If you want to know what I know

The Baltimore Sun

Since the video of my first-day-of-class address to my students garnered a couple of million views, people have been inquiring whether the class is offered online. I must disappoint them.

Loyola University Maryland does not offer the class online, I do not offer online instruction independently,* and I’m not sure how an editing course would be effective online. Learning editing works best when a small group is huddled around a text.

But if you want to know what I know about editing, I can suggest how I came to know what I know.

At a minimum, you want to have three books on English usage near at hand: Garner’s Modern English Usage (fourth edition), Merriam-Webster’s Dictionary of English Usage, and Fowler’s Dictionary of Modern English Usage (edited by Jeremy Butterfield). Look specific things up in them as issues are identified. But also browse in them. The more you see the points at which their advice diverges, the better you will be able to make informed judgments on your own.

Steven Pinker’s The Sense of Style has a more theoretical grounding. Older books on usage can be tricky because of dated advice, but Theodore M. Bernstein’s Miss Thistlebottom’s Hobgoblins is entertaining about usage superstitions.

Several books can give you an excellent perspective on the way language functions and the strange paths “proper” usage has taken over the years. Among them are Jack Lynch’s The Lexicographer’s Dilemma, Robert Lane Greene’s You Are What You Speak, Henry Hitchings’s The Secret Life of Words and The Language Wars, and John McWhorter’s The Power of Babel.

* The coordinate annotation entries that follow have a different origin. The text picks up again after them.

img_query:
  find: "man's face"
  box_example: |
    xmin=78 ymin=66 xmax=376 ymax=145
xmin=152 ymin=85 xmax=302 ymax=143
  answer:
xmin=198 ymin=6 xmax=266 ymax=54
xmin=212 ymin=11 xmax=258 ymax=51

You’re free to rummage around the internet for posts from the decade I’ve been writing this blog. You can find, for example, “The Old Editor’s Macro-Editing Checklist,” which can get you started on the practice of addressing the big issues, and “The peeververein canon,” a catalogue of usage superstitions.

Then there are the other bloggers I follow: Stan Carey’s Sentence first, Kory Stamper’s harm-less drudg-ery,** Tom Freeman’s Stroppy Editor, Jonathon Owen’s Arrant Pedantry, Language Log, Copyediting.

And of course you can’t develop a reliable sense of what the best writing is without voluminous reading, including trash (online or in print) to stay au courant demotically and high-grade prose to remind you what can be done. (I regularly look into The New Yorker, The Atlantic, and The New York Review of Books. That would be in the latter category.)

So now you’ve asked for my help, and what you got in return was a boatload of reading assignments. Well, you watched the video. I told you it wasn’t going to be easy.

 

 

*I have in the past, before people’s training budgets dried up, offered a series of one-to-two hour workshops: on current English usage, on macro-editing techniques, on tone, metaphor and ornamental language. I can be rented.

 

**She has a book coming out. Buy it.